Dear Mr. Rideout and Counsel:

I am in receipt of Mr. Rideout’s Memorandum Regarding Plaintiff’s Claim of Title VII Violation, ECF No. 35, which he submitted in response to the Court’s Order to provide an explanation as to his intention to bring a Title VII claim. In this explanation, Rideout concedes that he “does not belong to a ‘protected class’” but argues that such membership is not a necessary element or prerequisite “to claim a Violation of Title VII by his/her employer.” Id. at 1. He argues that his protected activity under Title VII was opposing the unlawful act of billing inflation contrary to Maryland law.

Opposition to potentially illegal billing practices does not constitute a protected activity under Title VII. 42 U.S.C. § 2000e-3 prohibits employers from discriminating against an employee because the employee opposed an unlawful employment practice related to Title VII. Gethers v. Harrison, F.Supp.2d, Civ. No. 5:12-CV-430-F, 2014 WL 2616629, *7 (E.D. N.C. June 12, 2014) (“[P]rotected activity falls into two categories: participation activity or opposition activity. Participation activity refers to activity in formal Title VII EEOC proceedings. Opposition activity includes complaints about alleged discriminatory activities.”) (citations omitted). An unlawful employment practice related to Title VII is one which discriminates against a member of a protected class based on the member’s race, color, sex, religion, or national origin. Laughlin v. Metropolitan Washington Airports Authority, 149 F.3d 253, 259 (4th Cir. 1998). Therefore, membership in a protected class, or opposing an employment practice that discriminates against a protected class, is a prerequisite to a Title VII suit. Allegedly fraudulent billing practices, by their nature, do not discriminate against a class of people based on their race, color, sex, religion, or national origin. Thus, Mr. Rideout has conceded he cannot bring a Title VII claim, which is the sole basis for this Court’s jurisdiction.

Mr. Rideout argues, in the alternative, that he has a potential False Claims Act (FCA) or Fraud Enforcements and Recovery Act (FERA) claim and requests that the Court treat his submission as a motion to amend so that he may add those claims. ECF No. 35 at 4. The current complaint before the Court constitutes the Second Amended Complaint. Mr. Rideout amended his complaint once while the case was in state court. This Court then granted Mr. Rideout leave to amend a second time in August, 2014, despite that amendment being outside the window of amendments per the Scheduling Order. ECF No. 23. This Court granted Mr. Rideout’s motion to amend on the grounds that the amendments were not “substantive in nature, ” only “clarify[ied] his contentions against Defendant, ” and was not “at all” prejudicial to FutureCare.

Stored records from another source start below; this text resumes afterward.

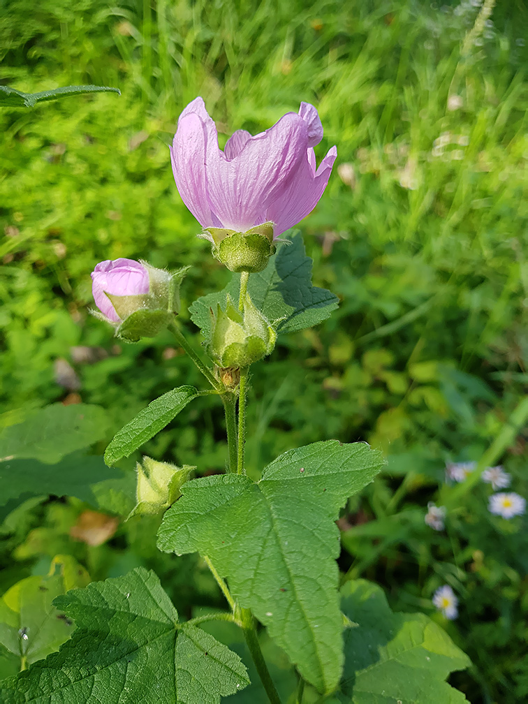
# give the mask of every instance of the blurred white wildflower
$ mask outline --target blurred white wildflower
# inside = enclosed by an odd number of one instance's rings
[[[465,482],[476,466],[476,462],[448,463],[446,465],[446,477],[453,482]]]
[[[450,95],[447,99],[447,109],[450,112],[453,112],[455,110],[460,110],[463,104],[464,101],[459,95]]]
[[[445,517],[446,507],[435,506],[432,501],[429,501],[427,504],[427,513],[424,518],[426,524],[434,530],[444,530],[444,519]]]
[[[446,618],[453,620],[458,615],[458,599],[448,584],[444,584],[444,586],[436,589],[433,595],[432,601]]]
[[[497,467],[486,467],[481,474],[481,477],[483,482],[491,484],[494,491],[496,491],[498,489],[505,489],[510,486],[511,481],[510,474],[505,472],[504,468],[500,465]]]
[[[68,360],[59,357],[54,363],[55,382],[69,391],[76,391],[81,388],[81,380]]]
[[[526,511],[526,499],[513,491],[503,491],[489,497],[488,508],[496,516],[513,518],[522,515]]]

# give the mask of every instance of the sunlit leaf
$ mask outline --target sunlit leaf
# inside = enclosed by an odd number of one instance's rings
[[[197,395],[194,386],[180,386],[153,401],[115,436],[104,453],[106,464],[113,465],[131,455],[162,430]]]
[[[342,664],[334,521],[382,465],[365,444],[330,440],[285,453],[257,483],[232,474],[189,482],[158,546],[208,555],[305,679],[331,691]]]
[[[249,682],[238,655],[178,614],[152,572],[70,591],[77,628],[57,653],[0,683],[3,704],[220,704]]]

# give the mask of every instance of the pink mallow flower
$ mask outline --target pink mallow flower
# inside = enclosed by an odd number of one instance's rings
[[[465,482],[476,467],[476,462],[448,463],[446,465],[446,479],[452,482]]]
[[[92,291],[95,304],[112,322],[121,319],[114,310],[111,296],[136,296],[148,294],[150,287],[146,268],[133,259],[107,259],[100,262],[92,272]]]
[[[501,465],[496,467],[488,467],[480,477],[483,482],[491,484],[494,491],[496,491],[498,489],[505,489],[506,486],[509,486],[512,479]]]
[[[222,151],[203,100],[196,98],[180,115],[170,149],[176,186],[204,230],[246,232],[272,222],[276,239],[323,194],[337,151],[332,146],[316,168],[313,147],[322,138],[317,110],[301,103],[298,113],[287,113],[254,137],[238,130]]]

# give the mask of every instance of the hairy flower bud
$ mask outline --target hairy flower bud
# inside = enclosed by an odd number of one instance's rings
[[[97,317],[127,342],[153,337],[180,311],[180,286],[189,267],[170,273],[146,262],[107,260],[92,273]]]
[[[227,296],[225,310],[217,306],[211,310],[213,325],[208,352],[221,368],[249,367],[270,354],[276,334],[268,320],[253,304],[248,294],[241,313]]]
[[[176,186],[232,271],[261,271],[274,241],[318,203],[337,154],[332,147],[317,166],[322,134],[315,108],[301,103],[259,134],[237,130],[222,151],[201,98],[182,112],[170,149]]]
[[[172,505],[180,496],[182,484],[196,467],[184,465],[176,467],[168,462],[157,462],[143,458],[143,464],[136,465],[137,472],[137,503],[129,515],[158,513]]]

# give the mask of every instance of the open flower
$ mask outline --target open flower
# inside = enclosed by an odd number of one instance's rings
[[[444,519],[446,517],[446,507],[435,506],[429,501],[427,504],[427,513],[424,520],[425,523],[434,530],[444,530]]]
[[[153,337],[180,312],[180,285],[189,267],[172,272],[133,259],[106,260],[92,272],[92,313],[111,323],[118,337]]]
[[[522,515],[526,511],[526,499],[513,491],[502,491],[489,497],[488,508],[496,516],[513,518]]]
[[[439,587],[433,595],[432,601],[446,618],[453,620],[458,615],[458,599],[448,584]]]
[[[498,489],[505,489],[510,486],[511,477],[498,465],[497,467],[488,467],[481,474],[483,482],[491,484],[494,491]]]
[[[120,322],[107,294],[111,296],[137,296],[148,294],[150,287],[146,267],[133,259],[114,259],[99,262],[92,272],[94,301],[103,315],[112,322]]]
[[[238,130],[222,151],[203,100],[196,98],[180,115],[170,150],[176,186],[204,230],[239,233],[272,223],[276,239],[315,207],[326,187],[337,152],[333,146],[316,168],[313,147],[322,138],[317,110],[301,103],[298,113],[254,137]]]

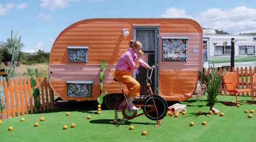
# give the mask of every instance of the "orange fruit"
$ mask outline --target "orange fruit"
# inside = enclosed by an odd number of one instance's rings
[[[129,130],[133,130],[134,129],[134,127],[133,125],[131,125],[130,127],[129,127]]]
[[[40,121],[44,121],[44,117],[41,117]]]
[[[212,114],[213,114],[212,111],[210,110],[210,111],[208,112],[208,114],[209,114],[209,115],[212,115]]]
[[[66,113],[66,115],[67,115],[67,116],[68,116],[68,115],[70,115],[70,112],[67,112],[67,113]]]
[[[25,118],[20,118],[20,122],[24,122],[25,121]]]
[[[168,111],[168,112],[167,112],[167,114],[168,115],[171,115],[171,111]]]
[[[8,127],[8,131],[13,131],[13,127],[12,126],[10,126]]]
[[[145,135],[146,135],[147,134],[147,132],[146,131],[142,131],[142,132],[141,132],[141,135],[143,135],[143,136],[145,136]]]
[[[34,124],[34,127],[38,127],[38,125],[39,125],[39,124],[37,122]]]
[[[71,127],[72,128],[76,127],[76,124],[71,124]]]
[[[203,112],[202,112],[201,111],[198,111],[197,112],[197,114],[198,114],[198,115],[202,115],[202,113],[203,113]]]
[[[190,122],[190,123],[189,123],[190,126],[193,126],[194,125],[195,125],[194,122]]]
[[[68,129],[68,126],[67,125],[63,125],[63,129],[64,130],[65,130],[65,129]]]

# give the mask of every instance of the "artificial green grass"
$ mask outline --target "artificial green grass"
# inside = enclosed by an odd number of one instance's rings
[[[250,97],[239,96],[239,99],[251,100]],[[250,110],[255,109],[255,104],[240,103],[239,108],[226,106],[221,101],[234,101],[235,97],[219,96],[214,108],[225,113],[223,117],[220,117],[207,114],[209,107],[205,106],[205,100],[206,96],[204,96],[182,102],[187,105],[187,113],[179,117],[167,116],[157,127],[154,127],[155,121],[145,116],[113,125],[114,111],[104,110],[102,114],[97,115],[97,104],[93,108],[85,106],[84,109],[56,109],[2,121],[0,139],[1,141],[15,142],[253,141],[256,135],[256,118],[247,118],[248,113],[244,113],[244,110],[250,112]],[[203,111],[203,114],[198,115],[198,111]],[[67,111],[70,112],[70,116],[66,116]],[[120,113],[118,115],[122,117]],[[91,115],[92,118],[86,119],[88,115]],[[40,122],[41,117],[45,120]],[[22,117],[26,119],[25,122],[20,122]],[[195,122],[193,127],[189,126],[191,121]],[[206,121],[207,124],[202,125],[203,121]],[[33,127],[35,122],[39,123],[39,127]],[[76,124],[75,128],[70,127],[72,123]],[[68,129],[63,130],[63,125],[67,125]],[[134,127],[132,131],[129,130],[131,125]],[[8,131],[9,126],[13,126],[13,131]],[[141,136],[143,131],[147,131],[147,135]]]

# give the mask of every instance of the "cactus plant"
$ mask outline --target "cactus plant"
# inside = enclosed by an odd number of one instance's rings
[[[100,94],[99,94],[98,98],[97,98],[97,101],[98,103],[101,104],[103,103],[103,97],[108,94],[108,91],[106,91],[105,93],[102,95],[101,94],[102,92],[102,90],[103,90],[103,80],[104,79],[105,77],[105,75],[104,73],[104,71],[105,69],[105,60],[102,60],[100,62],[100,69],[101,69],[101,72],[100,73]]]
[[[32,67],[28,67],[28,74],[30,76],[30,85],[32,87],[32,95],[34,97],[35,106],[37,109],[39,109],[41,107],[40,102],[38,99],[40,95],[40,91],[39,89],[36,87],[36,82],[33,78],[35,74],[36,75],[36,72]]]
[[[4,66],[4,71],[7,74],[7,82],[15,75],[15,67],[17,66],[17,60],[20,53],[22,46],[20,36],[17,37],[18,32],[16,32],[15,37],[13,38],[13,31],[11,33],[10,39],[10,45],[8,46],[8,52],[12,55],[11,65],[10,68]]]

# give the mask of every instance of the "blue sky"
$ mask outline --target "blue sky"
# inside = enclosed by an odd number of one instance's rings
[[[50,52],[65,28],[92,18],[190,18],[232,34],[256,32],[254,0],[0,0],[0,41],[19,31],[22,51]]]

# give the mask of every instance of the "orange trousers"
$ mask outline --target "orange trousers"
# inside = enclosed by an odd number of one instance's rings
[[[129,90],[128,97],[135,97],[140,94],[140,83],[130,76],[130,71],[116,69],[115,78],[118,82],[126,85]]]

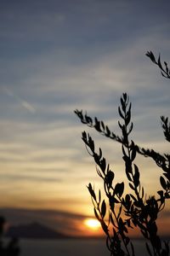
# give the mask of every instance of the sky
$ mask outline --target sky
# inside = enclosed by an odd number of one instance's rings
[[[0,210],[9,222],[95,233],[83,224],[94,216],[86,186],[102,183],[82,131],[103,148],[116,181],[124,178],[121,146],[81,124],[76,108],[120,134],[127,92],[133,139],[169,152],[160,122],[169,115],[169,81],[145,56],[152,50],[170,62],[169,8],[166,0],[0,1]],[[148,159],[138,164],[148,193],[156,193],[161,170]],[[162,234],[169,218],[167,206]]]

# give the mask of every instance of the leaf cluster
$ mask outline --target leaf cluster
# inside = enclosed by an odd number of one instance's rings
[[[103,156],[102,149],[95,148],[94,141],[88,133],[82,132],[82,139],[84,142],[90,155],[96,163],[96,171],[102,178],[104,189],[108,200],[101,199],[101,192],[97,195],[91,183],[88,189],[91,195],[94,214],[100,222],[101,227],[106,235],[107,247],[110,255],[135,255],[133,242],[129,237],[130,229],[139,229],[146,240],[146,249],[150,256],[168,255],[167,242],[162,242],[157,233],[156,219],[158,214],[164,208],[166,201],[170,197],[170,156],[162,155],[153,149],[144,149],[129,139],[133,131],[131,121],[131,107],[129,97],[123,93],[118,113],[121,120],[118,121],[122,136],[119,137],[110,131],[108,125],[96,117],[92,119],[87,113],[76,110],[75,113],[83,124],[94,128],[106,137],[115,140],[122,144],[122,159],[125,165],[125,173],[128,181],[130,193],[125,193],[125,184],[115,183],[115,173],[110,170],[110,165]],[[166,138],[170,136],[168,119],[162,117],[162,125]],[[168,141],[168,139],[167,139]],[[161,189],[157,195],[147,195],[140,183],[140,172],[136,165],[137,154],[150,157],[163,171],[160,177]]]

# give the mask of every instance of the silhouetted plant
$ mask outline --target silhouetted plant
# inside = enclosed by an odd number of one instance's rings
[[[149,55],[149,54],[147,55]],[[157,63],[150,53],[150,59]],[[158,61],[161,63],[161,61]],[[122,143],[122,159],[125,165],[125,173],[128,181],[130,193],[125,192],[125,183],[115,183],[115,173],[103,156],[102,149],[95,148],[94,141],[86,131],[82,132],[82,139],[84,142],[89,154],[96,163],[96,171],[102,178],[104,189],[108,200],[101,199],[101,192],[97,195],[91,183],[88,189],[91,195],[94,214],[100,222],[101,227],[106,235],[106,245],[110,255],[134,256],[134,247],[129,237],[130,229],[139,228],[146,240],[145,245],[148,254],[150,256],[169,255],[167,241],[162,241],[157,234],[156,219],[160,212],[165,207],[166,201],[170,198],[170,155],[160,154],[153,149],[140,148],[129,138],[133,131],[131,121],[131,102],[127,93],[121,97],[121,105],[118,113],[122,121],[118,121],[122,136],[119,137],[111,131],[104,121],[98,118],[91,118],[82,110],[76,110],[76,114],[82,123],[94,128],[98,132]],[[170,123],[168,118],[161,117],[166,139],[170,142]],[[147,195],[140,183],[140,172],[134,163],[137,154],[151,158],[163,171],[160,177],[162,189],[157,195]]]

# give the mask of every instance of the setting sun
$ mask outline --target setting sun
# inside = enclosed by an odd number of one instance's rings
[[[85,225],[92,230],[99,230],[100,223],[95,218],[87,218],[84,221]]]

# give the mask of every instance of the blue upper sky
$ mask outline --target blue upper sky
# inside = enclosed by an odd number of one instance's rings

Id. at 1.

The situation at hand is of an entirely different nature. Mr. Rideout’s request constitutes a wholesale revision of his federal cause of action against FutureCare, under the principals of “whistleblower” protection rather than race, sex, age, national origin, or disability discrimination. This request also comes well after the close of discovery. In contrast, the Court noted in its prior order that, when Mr. Rideout requested leave to file a Second Amended Complaint, “ample time remain[ed] for Defendant to request any additional discovery materials, should additional materials be necessary in light of the” amendments. ECF No. 23 at 2. Now, time has run out and allowing the amendment would require FutureCare to develop new defenses without the benefit of discovery. FutureCare would suffer significant prejudice if Mr. Rideout is allowed to amend his complaint a third time and bring in entirely new claims. Because of the foregoing, the Court will deny Mr. Rideout’s motion to amend his complaint to add FCA and FERA causes of action.[1]

Thus, the Court hereby orders the Clerk of the Court to remand this case back to the Circuit Court for Baltimore County. Notwithstanding the informal nature of this correspondence, it is an order of the Court and will be docketed as such.